Partie 1 : les études interculturelles
Partie 2 : le cas de la culture occidentale
Partie 3 : Alcool, fêtes & viol – les fraternités étudiantes aux États-Unis

Je vais commencer une petite série sur les cultures enclines au viol. Je débuterai par le résumé des études d’anthropologie, notamment celles qu’a menées Peggy Reeves Sanday, et qui l’ont conduit à penser qu’il existait des cultures sans viol et des cultures enclines au viol.

femmes Minangkabau

Femmes Minangkabau

L’anthropologue Peggy Reeves Sanday a étudié plusieurs sociétés préindustrielles afin d’établir leur vision du viol, mais aussi de la sexualité et des rapports entre les hommes et les femmes.

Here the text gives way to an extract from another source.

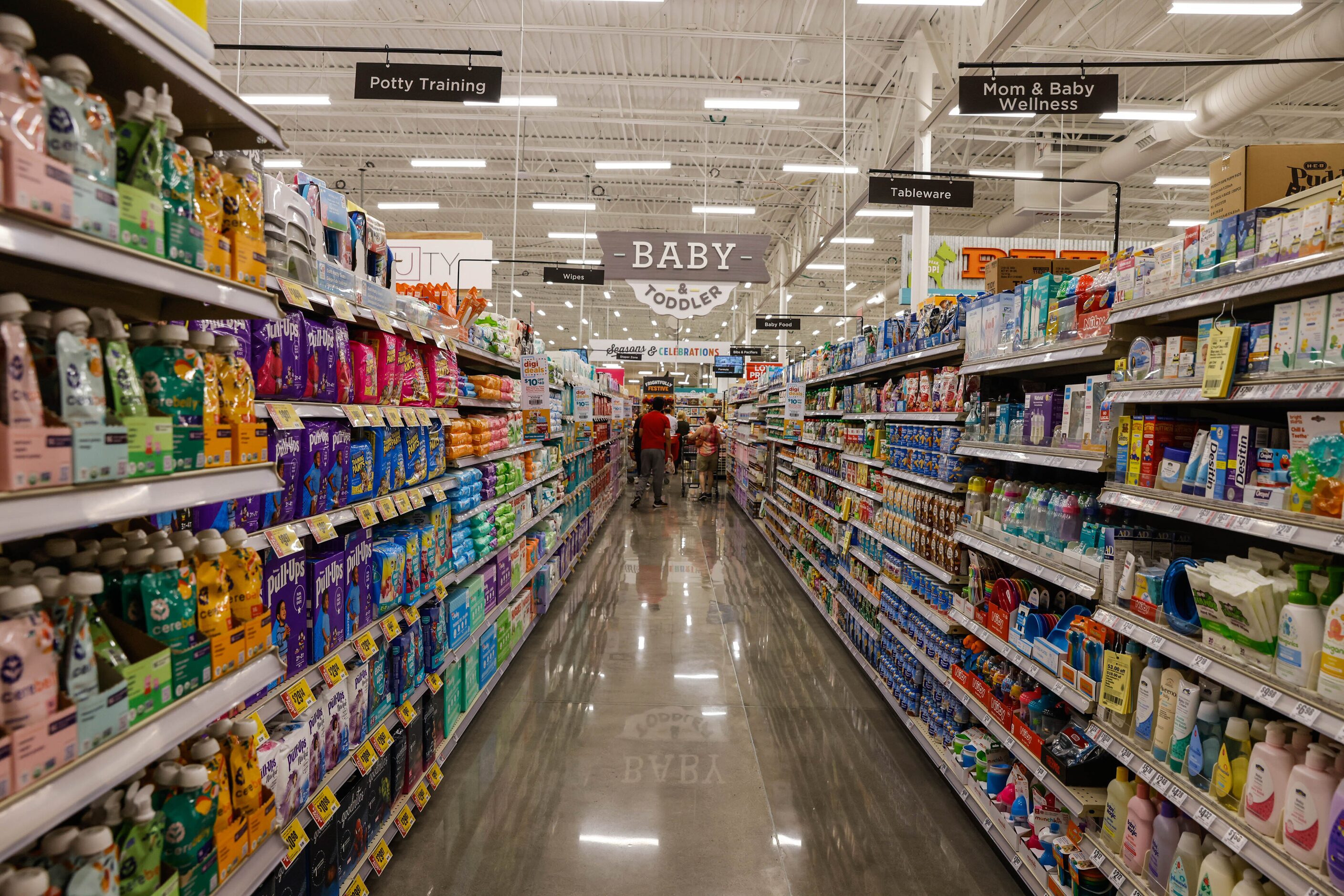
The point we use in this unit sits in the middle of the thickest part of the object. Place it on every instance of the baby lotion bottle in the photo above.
(1139, 831)
(1311, 788)
(1267, 782)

En 1982, elle a ainsi publié une première étude interculturelle où elle comparait 156 sociétés du monde entier1. Elle les a classées en trois catégories :

  • Culture sans viol : le viol est rare, voire absent (47% des sociétés étudiées)
  • Culture où le viol est présent, mais où il manque de données sur sa fréquence (35% des sociétés étudiées).
  • Culture encline au viol (18% des sociétés étudiées): culture où le viol est fréquent ; ou est utilisé comme un acte de cérémonie ; ou bien comme un acte pour punir ou menacer les femmes.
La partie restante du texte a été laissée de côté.